Upon arrival at the clinic or hospital, McKenzie advocates placing an intravenous catheter to simplify diagnostics and to administer fluids. Once a diagnosis is reached (as described above) treatment can begin. Regardless of the cause, the foundation of treatment in most forms of rhabdomyolysis is based around supportive care, however specific subsets of the disorder or clinical signs sometimes necessitate specific treatment modalities including intravenous fluid therapy or vitamin E and selenium supplementation. Some additional important notes on treating rhabdomyolysis include the following:

  • Horses affected by malignant hyperthermia or exhaustion-related hyperthermia require active cooling to keep their body temperature stable within acceptable ranges;
  • If horses have little to no urine production and evidence of possible renal damage they should receive diuretics as long as they are concurrently appropriately hydrated;
  • Horses with anesthetic myopathy, streptococcal rhabdomyolysis, and/or infarctive purpura are known to be violent and difficult to keep comfortable via standard analgesic protocols, so these animals might require multiple pain-relieving drugs.

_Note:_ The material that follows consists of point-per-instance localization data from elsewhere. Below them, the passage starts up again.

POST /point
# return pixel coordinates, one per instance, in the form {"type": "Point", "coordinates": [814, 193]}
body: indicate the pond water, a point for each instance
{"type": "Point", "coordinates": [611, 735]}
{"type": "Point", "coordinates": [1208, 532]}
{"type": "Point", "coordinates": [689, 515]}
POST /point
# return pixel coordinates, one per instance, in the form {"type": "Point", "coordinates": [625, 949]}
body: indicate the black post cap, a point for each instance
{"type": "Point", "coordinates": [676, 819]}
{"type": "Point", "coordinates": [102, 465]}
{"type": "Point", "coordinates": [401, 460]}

McKenzie stressed that caution must be practiced when using drugs such as flunixin meglumine and phenylbutazone, which can have adverse effects on renal function;
  • Complimentary therapies including antioxidant administration, therapeutic ultrasound, massage, acupuncture, and hyperbaric oxygen therapy might be beneficial for some affected horses;
  • Treatment for horses with infarctive purpura--which, if elected, includes antibiotic therapy and corticosteroids--is generally unsuccessful; and
  • Monitoring blood serum creatine kinase levels (which indicate muscle damage) can help veterinarians decide their course of treatment. She noted that dantrolene sodium can be administered orally to non-fasted horses to reduce or prevent additional muscle damage.

Once an acute rhabdomyolysis episode has been effectively managed, the risk of further episodes can be minimized by protecting the muscles from inappropriate exertion or trauma. For horses with hereditary defects of muscle function, adopting a high-fat and-fiber, low-starch diet and maintaining a consistent exercise program usually provides substantial benefit.

Take-Home Message

Acute rhabdomyolysis episodes can be difficult to manage, but having a solid understanding of what to look for and what to do when the situation arises can help ensure horses receive appropriate medical care. Always seek veterinary attention if acute rhabdomyolysis is observed.

Disclaimer: Seek the advice of a qualified veterinarian before proceeding with any diagnosis, treatment, or therapy.